Nous vous proposons la lecture d’un article d’Arlette Zylberg, paru le 1er février 2014 dans « NOVO IDEO », le think tank des politiques publiques :
« IVG : vent d’Espagne
Le 5 avril 1971, le Nouvel Obs publiait le « Manifeste des 343 » femmes déclarant qu’elles avaient avorté. Parmi elles, Simone de Beauvoir, Delphine Seyrig, et d’autres, moins connues.
Ce Manifeste, commençait ainsi : « Un million de femmes se font avorter chaque année en France ».
Quatre ans plus tard, la loi Veil légalisant l’Interruption Volontaire de Grossesse, IVG, était votée par un tiers des députés de droite, et la quasi unanimité des députés de gauche. Le mouvement des femmes avait enfin gagné l’accès à la contraception et à l’avortement et fait reculer la mainmise de l’Etat et des hommes sur la fécondité et la sexualité des femmes.
Pour autant, si le recours à l’avortement est légal et entré dans les mœurs, sa légitimité est régulièrement remise en cause par la frange la plus conservatrice de notre société.
Où en sommes-nous de l’IVG en France ?
Le délai légal est 12 semaines pour pouvoir accéder à l’avortement. Les frais de soins, liés à une IVG, sont intégralement remboursés depuis le 1er avril dernier. Le nombre d’avortements est stable depuis 30 ans : autour de 210 000 avortements par an, et l’on estime à 35% le nombre de femmes qui avorteront une fois dans leur vie. Sachant qu’une femme est « fertile » environ 35 ans dans sa vie et qu’une contraception est rarement sûre à 100%, ce chiffre devrait rester stable.
LE STRESS ET LA DETRESSE
La semaine passée, les député-es ont adopté un amendement qui a remplacé l’idée de « situation de détresse » d’une femme pour pouvoir recourir à une IVG, par « la femme qui ne souhaite pas poursuivre une grossesse ». Les détracteurs du droit à l’avortement, surfant sur les manifestations contre le mariage pour tous ont repris leur cheval de bataille, allant même jusqu’à proposer le déremboursement de l’IVG.

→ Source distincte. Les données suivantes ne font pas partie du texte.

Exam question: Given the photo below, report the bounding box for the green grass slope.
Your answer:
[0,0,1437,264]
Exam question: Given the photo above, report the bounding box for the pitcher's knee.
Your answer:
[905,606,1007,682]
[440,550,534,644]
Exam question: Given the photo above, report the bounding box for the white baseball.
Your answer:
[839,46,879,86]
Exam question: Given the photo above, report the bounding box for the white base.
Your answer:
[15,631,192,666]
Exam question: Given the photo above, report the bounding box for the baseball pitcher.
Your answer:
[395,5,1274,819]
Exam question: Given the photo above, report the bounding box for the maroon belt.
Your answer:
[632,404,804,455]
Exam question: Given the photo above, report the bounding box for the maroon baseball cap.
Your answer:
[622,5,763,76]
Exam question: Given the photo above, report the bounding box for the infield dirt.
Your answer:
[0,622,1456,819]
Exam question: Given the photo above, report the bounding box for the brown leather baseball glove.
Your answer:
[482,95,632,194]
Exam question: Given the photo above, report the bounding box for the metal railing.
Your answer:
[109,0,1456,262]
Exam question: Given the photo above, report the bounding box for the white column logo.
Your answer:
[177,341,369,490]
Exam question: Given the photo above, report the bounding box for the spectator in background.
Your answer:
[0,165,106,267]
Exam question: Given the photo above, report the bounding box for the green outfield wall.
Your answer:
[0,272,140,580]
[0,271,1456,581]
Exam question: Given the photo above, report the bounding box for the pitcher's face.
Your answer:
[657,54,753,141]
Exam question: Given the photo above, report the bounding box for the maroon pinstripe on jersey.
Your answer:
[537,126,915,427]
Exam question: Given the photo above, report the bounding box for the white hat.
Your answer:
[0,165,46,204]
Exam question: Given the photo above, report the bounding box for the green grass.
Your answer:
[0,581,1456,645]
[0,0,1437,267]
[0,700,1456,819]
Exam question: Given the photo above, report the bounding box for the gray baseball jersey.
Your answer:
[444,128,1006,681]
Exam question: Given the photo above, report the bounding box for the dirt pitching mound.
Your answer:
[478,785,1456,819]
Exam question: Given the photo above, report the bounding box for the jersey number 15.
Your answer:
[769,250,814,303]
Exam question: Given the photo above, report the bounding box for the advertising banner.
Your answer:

L’avortement, une question d’égalité
Le siècle dernier a vu une mutation de la société avec l’émergence et la visibilité des femmes dans la sphère publique et politique. Pouvoir s’affranchir de leur fonction de reproductrice a permis aux femmes de s’autonomiser. Ce qui est contraire à la vision patriarcale de la famille qui assigne les personnes à des rôles hiérarchisés en fonction de leur sexe, à la domination du masculin sur le féminin. Or si en France, nous nous sentons à l’abri d’un retour en arrière, la volonté du gouvernement espagnol d’interdire l’avortement a réveillé les peurs des femmes.
Le droit à la contraception et à l’avortement en échec au Parlement européen
Le 10 décembre 2013, le Parlement Européen a rejeté le « rapport sur la santé et les droits sexuels et génésiques » dit « rapport Estrella », porté par la présidente de la Commission pour les droits de la femme et l’égalité des genres. Ce rapport demandait, entre autre, un accès généralisé à la contraception, et à des services d’avortements sûrs.
Ce rejet, dû à une coalition des droites européennes et des lobbies intégristes catholiques et protestants, additionné à la situation en Espagne a secoué les femmes en Europe.
A l’appel des féministes européennes, la mobilisation s’est organisée. Ce samedi 1er février, journée de mobilisation en Espagne, des manifestations ont lieu partout en Europe, pour que le droit à la contraception et à l’avortement soit inscrit dans la Charte européenne des droits fondamentaux. »
Arlette Zilberg, orthophoniste, militante écologiste et féministe, a été adjointe au maire EELV du 20e arrondissement de Paris, en charge des questions liées à la petite enfance.